Identifiers
- Symbol: Histone
- Pfam clan: CL0012
- ECOD: 148.1.1
- InterPro: IPR009072
- SCOP2: 47112 / SCOPe / SUPFAM
- CDD: cl45933

Available protein structures:
- PDB: IPR009072
- AlphaFold: IPR009072;

= Histone fold =

The histone fold is a structural motif located near the C-terminus of histone proteins (H2/H3/H4), characterized by three alpha helices separated by two loops. This motif facilitates the formation of histone heterodimers, which subsequently assemble into a histone octamer, playing a crucial role in the packaging of DNA into nucleosomes within chromatin. This fold is an ancient and highly conserved structural motif, essential for DNA compaction and regulation across a wide range of species.

== Discovery ==

The histone fold motif was first discovered in TATA box-binding protein-associated factors, which play a key role in transcription.

== Structure ==

The histone fold is typically around 70 amino acids long and is characterized by three alpha helices connected by two short, unstructured loops. In the absence of DNA, core histones assemble into head-to-tail intermediates. For instance, H3 and H4 first form heterodimers, which then combine to form a tetramer. Similarly, H2A and H2B form heterodimers. These interactions occur through hydrophobic "handshake" interactions between histone fold domains.
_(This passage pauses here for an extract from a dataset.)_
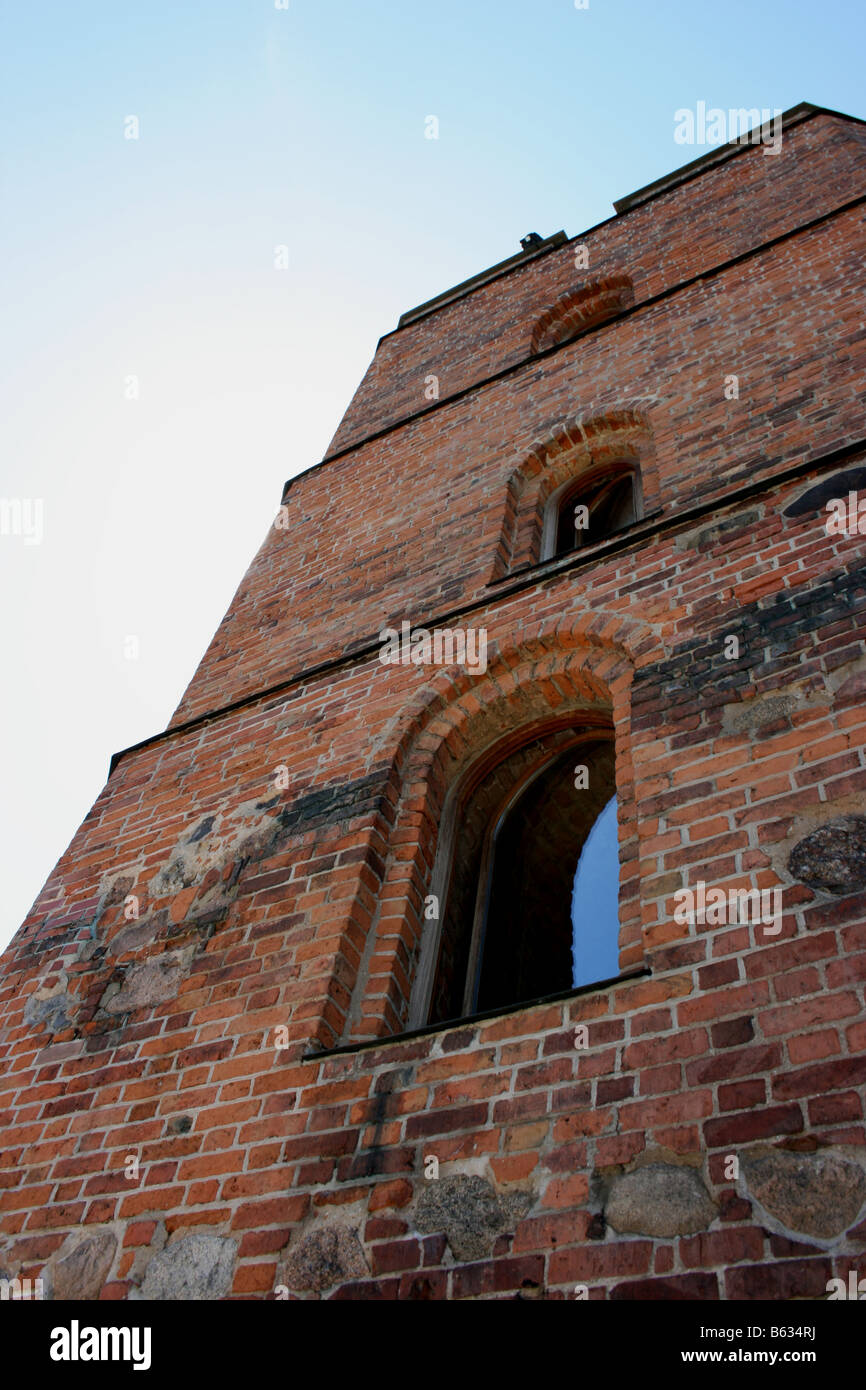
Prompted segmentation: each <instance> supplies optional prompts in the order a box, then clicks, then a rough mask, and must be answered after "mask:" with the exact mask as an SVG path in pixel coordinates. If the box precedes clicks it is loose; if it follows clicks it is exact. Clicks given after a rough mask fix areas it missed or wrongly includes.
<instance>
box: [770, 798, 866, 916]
mask: <svg viewBox="0 0 866 1390" xmlns="http://www.w3.org/2000/svg"><path fill="white" fill-rule="evenodd" d="M788 872H790V873H791V874H792V876H794V877H795V878H799V881H801V883H805V884H808V885H809V888H820V890H822V891H823V892H833V894H835V895H837V897H844V895H845V894H848V892H860V891H862V890H863V888H866V816H837V817H835V820H828V821H827V823H826V824H823V826H819V828H817V830H813V831H812V834H810V835H806V837H805V840H801V841H799V842H798V844H796V845H794V849H792V851H791V853H790V856H788Z"/></svg>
Histones H4 and H2A can form internucleosomal contacts that, when acetylated, enable ionic interactions between peptides. These interactions can alter the surrounding internucleosomal contacts, leading to chromatin opening and increased accessibility for transcription.

== Function ==

The histone fold is a multifunctional domain. It is found in both histones and non-histone transcription factors. It serves a wide range of related functions including protein-DNA binding and protein dimerization. Non-histone examples include CBF/NF-Y, TBP-associated factors (TAFs), the TBP/TATA-binding negative cofactor 2 (NC2α/β), and the CHRAC15/CHRAC17 subunits of the nucleosome remodeling complex CHRAC.

=== Histones ===
The histone fold plays a crucial role in nucleosome formation by mediating interactions between histones. The largest interface surfaces are found in the heterotypic dimer interactions of H3-H4 and H2A-H2B. These interactions are primarily mediated by the "handshake" motif between histone fold domains. Additionally, the H2A structure has a unique loop modification at its interface, contributing to its distinct role in transcriptional activation.

=== CBF/NF-Y ===
The nuclear transcription factor Y (NF-Y) also known as the CCAAT-binding factor (CBF) is a transcriptional factor highly conserved among eukaryotes (including humans). It is a heterotrimer composed of NFYA, NFYB, and NFYC. NFYA has a sequence-specific, non-histone-fold DNA-binding domain, while NFYB and NFYC both have a non-sequence-specific histone-fold DNA-binding domain. NFYB and NFYC form a structure similar to H2A/H2B.

== Evolution ==

The histone fold is thought to have evolved from ancestral peptide sets that formed helix-strand-helix motifs. These peptides are believed to have originated from ancient fragments, which may be precursors to the modern H3-H4 tetramer found in eukaryotes. Archaea possess single-chain histones with a similar DNA-packaging function, suggesting a shared ancestry between eukaryotes and archaea. One bacterium, Aquifex aeolicus, also has one archaeal-type histone gene from later horizontal gene transfer.

Expansion of bacterial genomic data has identified many other histone-fold proteins. The Bd0055 of Bdellovibrio bacteriovorus exhibits two unconventional (compared to eukaryotic and archaeal histone) modes of DNA-binding. The HLp of Leptospira perolatii is comparatively more conventional. Only 1.86% of bacteria genomes surveyed in 2023 contain a histone-fold protein, compared to 92.8% of genomes that encode HU (histone-like DNA-binding protein).